OpenAI has developed a language model designed for engineering proteins, capable of converting regular cells into stem cells. It marks the company’s first venture into biological data and demonstrates AI’s potential for unexpected scientific discoveries. An anonymous reader quotes a report from MIT Technology Review:
Last week, OpenAI CEO Sam Altman said he was “confident” his company knows how to build an AGI, adding that “superintelligent tools could massively accelerate scientific discovery and innovation well beyond what we are capable of doing on our own.” The protein engineering project started a year ago when Retro Biosciences, a longevity research company based in San Francisco, approached OpenAI about working together. That link-up did not happen by chance. Sam Altman, the CEO of OpenAI, personally funded Retro with $180 million, as MIT Technology Review first reported in 2023. Retro has the goal of extending the normal human lifespan by 10 years. For that, it studies what are called Yamanaka factors. Those are a set of proteins that, when added to a human skin cell, will cause it to morph into a young-seeming stem cell, a type that can produce any other tissue in the body. […]
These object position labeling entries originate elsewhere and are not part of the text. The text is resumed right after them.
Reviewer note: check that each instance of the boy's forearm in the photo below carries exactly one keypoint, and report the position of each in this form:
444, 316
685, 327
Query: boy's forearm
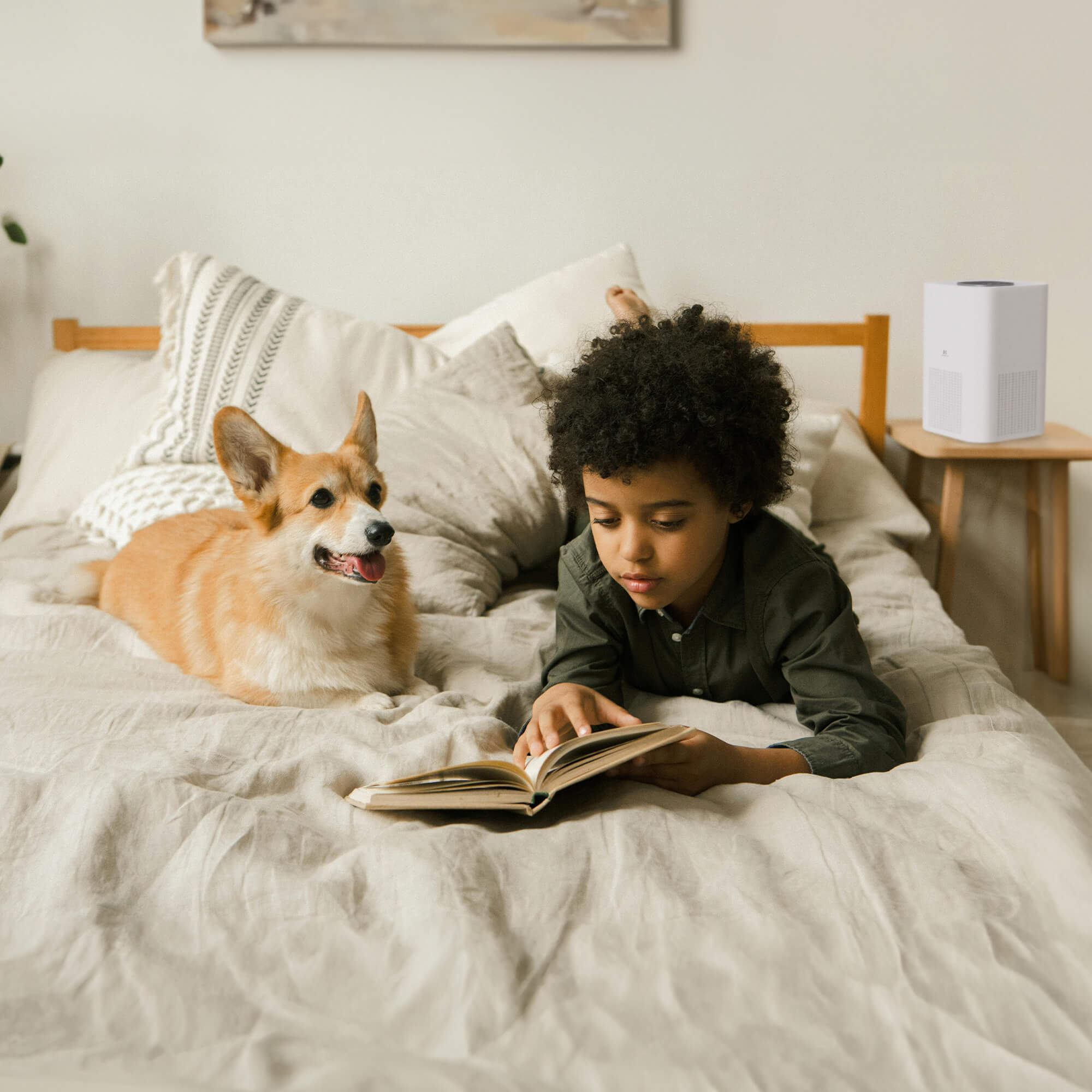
763, 766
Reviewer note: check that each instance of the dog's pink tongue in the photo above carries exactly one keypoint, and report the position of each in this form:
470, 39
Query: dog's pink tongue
371, 566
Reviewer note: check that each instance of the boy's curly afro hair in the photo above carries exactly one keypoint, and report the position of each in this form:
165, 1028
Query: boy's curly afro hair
693, 387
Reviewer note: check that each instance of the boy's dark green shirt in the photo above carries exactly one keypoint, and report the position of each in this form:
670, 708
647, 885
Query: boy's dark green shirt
778, 625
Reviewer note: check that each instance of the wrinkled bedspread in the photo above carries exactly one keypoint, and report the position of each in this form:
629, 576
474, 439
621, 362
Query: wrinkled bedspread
188, 901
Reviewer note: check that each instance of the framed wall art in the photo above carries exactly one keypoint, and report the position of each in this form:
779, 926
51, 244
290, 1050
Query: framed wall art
438, 22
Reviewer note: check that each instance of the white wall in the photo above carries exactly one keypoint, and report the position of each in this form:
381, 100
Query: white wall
790, 161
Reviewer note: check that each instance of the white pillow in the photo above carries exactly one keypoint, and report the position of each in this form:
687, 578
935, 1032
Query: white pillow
554, 314
472, 481
87, 410
230, 340
856, 485
813, 434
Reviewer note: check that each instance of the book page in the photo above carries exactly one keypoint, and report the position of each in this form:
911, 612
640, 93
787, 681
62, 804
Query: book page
595, 746
486, 770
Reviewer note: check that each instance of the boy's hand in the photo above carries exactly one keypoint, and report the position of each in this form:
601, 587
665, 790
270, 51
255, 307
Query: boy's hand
701, 762
565, 710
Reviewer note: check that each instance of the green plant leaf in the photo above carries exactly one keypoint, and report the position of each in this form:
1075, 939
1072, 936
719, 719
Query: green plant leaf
15, 232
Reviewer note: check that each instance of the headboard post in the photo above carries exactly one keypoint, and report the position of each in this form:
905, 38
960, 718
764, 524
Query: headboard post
874, 382
65, 335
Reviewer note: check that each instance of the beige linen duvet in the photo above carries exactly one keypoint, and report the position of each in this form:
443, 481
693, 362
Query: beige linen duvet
188, 901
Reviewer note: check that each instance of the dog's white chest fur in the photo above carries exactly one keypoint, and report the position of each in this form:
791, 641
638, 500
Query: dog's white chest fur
322, 657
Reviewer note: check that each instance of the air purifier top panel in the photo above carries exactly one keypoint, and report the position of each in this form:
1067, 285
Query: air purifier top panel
992, 284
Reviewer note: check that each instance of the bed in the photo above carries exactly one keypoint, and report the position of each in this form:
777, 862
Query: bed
189, 903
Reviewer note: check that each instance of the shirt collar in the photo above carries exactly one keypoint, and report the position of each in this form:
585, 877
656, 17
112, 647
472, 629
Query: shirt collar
725, 604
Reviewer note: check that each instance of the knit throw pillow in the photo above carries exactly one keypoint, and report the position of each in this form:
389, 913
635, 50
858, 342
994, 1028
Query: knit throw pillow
228, 339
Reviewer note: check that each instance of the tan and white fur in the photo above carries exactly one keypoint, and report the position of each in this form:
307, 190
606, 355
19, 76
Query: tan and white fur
277, 606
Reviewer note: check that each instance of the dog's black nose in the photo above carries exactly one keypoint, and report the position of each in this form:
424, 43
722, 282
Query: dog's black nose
379, 533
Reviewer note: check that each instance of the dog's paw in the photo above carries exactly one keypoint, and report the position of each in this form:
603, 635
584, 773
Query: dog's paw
419, 689
375, 701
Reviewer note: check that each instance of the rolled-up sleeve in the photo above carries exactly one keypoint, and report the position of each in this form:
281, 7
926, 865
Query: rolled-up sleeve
588, 648
811, 635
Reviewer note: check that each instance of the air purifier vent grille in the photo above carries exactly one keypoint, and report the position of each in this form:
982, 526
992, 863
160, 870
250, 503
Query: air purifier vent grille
946, 400
1017, 411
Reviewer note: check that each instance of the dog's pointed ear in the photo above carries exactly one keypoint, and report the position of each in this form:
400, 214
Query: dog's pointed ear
362, 433
251, 457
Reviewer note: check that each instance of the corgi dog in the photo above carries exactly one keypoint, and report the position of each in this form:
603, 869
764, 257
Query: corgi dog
303, 599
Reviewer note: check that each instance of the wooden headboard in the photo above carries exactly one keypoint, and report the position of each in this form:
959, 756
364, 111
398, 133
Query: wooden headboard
872, 336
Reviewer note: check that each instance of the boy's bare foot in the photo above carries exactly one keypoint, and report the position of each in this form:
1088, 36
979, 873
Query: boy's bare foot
626, 305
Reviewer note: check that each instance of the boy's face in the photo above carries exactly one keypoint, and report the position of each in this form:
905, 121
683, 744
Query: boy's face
662, 536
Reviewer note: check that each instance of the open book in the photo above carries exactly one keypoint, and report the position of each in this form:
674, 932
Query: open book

OpenAI’s new model, called GPT-4b micro, was trained to suggest ways to re-engineer the protein factors to increase their function. According to OpenAI, researchers used the model’s suggestions to change two of the Yamanaka factors to be more than 50 times as effective — at least according to some preliminary measures. […] The model does not work the same way as Google’s AlphaFold, which predicts what shape proteins will take. Since the Yamanaka factors are unusually floppy and unstructured proteins, OpenAI said, they called for a different approach, which its large language models were suited to. The model was trained on examples of protein sequences from many species, as well as information on which proteins tend to interact with one another. While that’s a lot of data, it’s just a fraction of what OpenAI’s flagship chatbots were trained on, making GPT-4b an example of a “small language model” that works with a focused data set.
Once Retro scientists were given the model, they tried to steer it to suggest possible redesigns of the Yamanaka proteins. The prompting tactic used is similar to the “few-shot” method, in which a user queries a chatbot by providing a series of examples with answers, followed by an example for the bot to respond to. Although genetic engineers have ways to direct evolution of molecules in the lab, they can usually test only so many possibilities. And even a protein of typical length can be changed in nearly infinite ways (since they’re built from hundreds of amino acids, and each acid comes in 20 possible varieties). OpenAI’s model, however, often spits out suggestions in which a third of the amino acids in the proteins were changed. “We threw this model into the lab immediately and we got real-world results,” says Retro’s CEO, Joe Betts-Lacroix. He says the model’s ideas were unusually good, leading to improvements over the original Yamanaka factors in a substantial fraction of cases.